Editor Mike taps into his vast reservoir of airgun expertise and assumes the position
Q. I like shooting prone, but I’m not too sure of the exact position. What should I be doing with my legs?
A. Prone is the most stable position there is, especially if you’re able to support your rifle with a bipod or bag – but not all prone positions were created equal. The most common position, which I’ll loosely refer to as the British position, is to have one leg extended and one cocked. In the case of a right-handed shooter, that means their left leg will be the one stretched back, while their right thigh will be tucked up roughly at an angle of 90 degrees.
The British position is relatively stable, but the main benefit is the fact that it partially lifts the shooter’s chest off the ground, minimising the effect their breathing will have when taking a shot. An alternative position, favoured by the Germans, is to extend both legs with the toes facing outward. This is more stable than the British position, but keeps the shooter’s chest on the ground, which in turn means the rise and fall of their chest may influence their shot.

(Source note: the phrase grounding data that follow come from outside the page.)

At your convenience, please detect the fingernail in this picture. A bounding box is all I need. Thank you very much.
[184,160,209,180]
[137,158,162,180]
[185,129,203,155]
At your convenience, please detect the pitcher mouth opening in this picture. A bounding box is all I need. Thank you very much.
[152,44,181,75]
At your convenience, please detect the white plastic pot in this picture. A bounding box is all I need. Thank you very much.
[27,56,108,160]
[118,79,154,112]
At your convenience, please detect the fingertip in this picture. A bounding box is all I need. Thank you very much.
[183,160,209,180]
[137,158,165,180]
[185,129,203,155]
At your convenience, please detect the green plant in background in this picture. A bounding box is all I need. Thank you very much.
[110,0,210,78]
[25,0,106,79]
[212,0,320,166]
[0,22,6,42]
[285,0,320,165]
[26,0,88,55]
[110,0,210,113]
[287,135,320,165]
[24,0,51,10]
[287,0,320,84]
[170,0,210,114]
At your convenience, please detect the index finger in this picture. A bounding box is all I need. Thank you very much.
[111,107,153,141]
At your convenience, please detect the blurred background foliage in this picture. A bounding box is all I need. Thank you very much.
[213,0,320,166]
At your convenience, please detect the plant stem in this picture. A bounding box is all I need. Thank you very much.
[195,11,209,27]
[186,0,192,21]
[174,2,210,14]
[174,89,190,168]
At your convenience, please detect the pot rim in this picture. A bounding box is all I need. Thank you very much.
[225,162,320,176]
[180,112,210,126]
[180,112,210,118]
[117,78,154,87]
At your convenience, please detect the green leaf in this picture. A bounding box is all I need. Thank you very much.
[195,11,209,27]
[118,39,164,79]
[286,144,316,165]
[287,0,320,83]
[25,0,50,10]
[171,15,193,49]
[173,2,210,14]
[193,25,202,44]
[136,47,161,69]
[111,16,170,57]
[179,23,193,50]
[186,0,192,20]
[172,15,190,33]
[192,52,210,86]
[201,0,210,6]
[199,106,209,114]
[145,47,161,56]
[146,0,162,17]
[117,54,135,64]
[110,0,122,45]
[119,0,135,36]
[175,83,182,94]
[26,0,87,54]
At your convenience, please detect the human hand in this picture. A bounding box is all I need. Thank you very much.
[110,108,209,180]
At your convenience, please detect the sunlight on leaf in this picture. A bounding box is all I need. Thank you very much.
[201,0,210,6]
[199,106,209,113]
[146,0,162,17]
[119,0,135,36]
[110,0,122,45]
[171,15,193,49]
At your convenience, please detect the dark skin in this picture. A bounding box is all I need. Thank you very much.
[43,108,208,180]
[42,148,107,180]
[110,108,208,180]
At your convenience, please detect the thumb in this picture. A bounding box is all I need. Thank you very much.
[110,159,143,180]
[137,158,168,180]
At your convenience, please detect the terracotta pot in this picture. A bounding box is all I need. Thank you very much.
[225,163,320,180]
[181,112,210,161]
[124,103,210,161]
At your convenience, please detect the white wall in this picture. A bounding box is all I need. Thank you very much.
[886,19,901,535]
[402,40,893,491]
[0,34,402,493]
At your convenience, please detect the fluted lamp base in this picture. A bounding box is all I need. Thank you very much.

A third option, which I’ll call freestyle, is to find the position that you find most comfortable. While I know both of the above positions are more stable, I prefer to just cross one foot over the other behind me; but you can develop your own stance. I find the British position particularly uncomfortable to adopt and hold for any length of time. If you’re shooting on your club range, perhaps the British or German option is best, but if you’re lying up ambushing rabbits, comfort will be the most important factor in making a successful shot.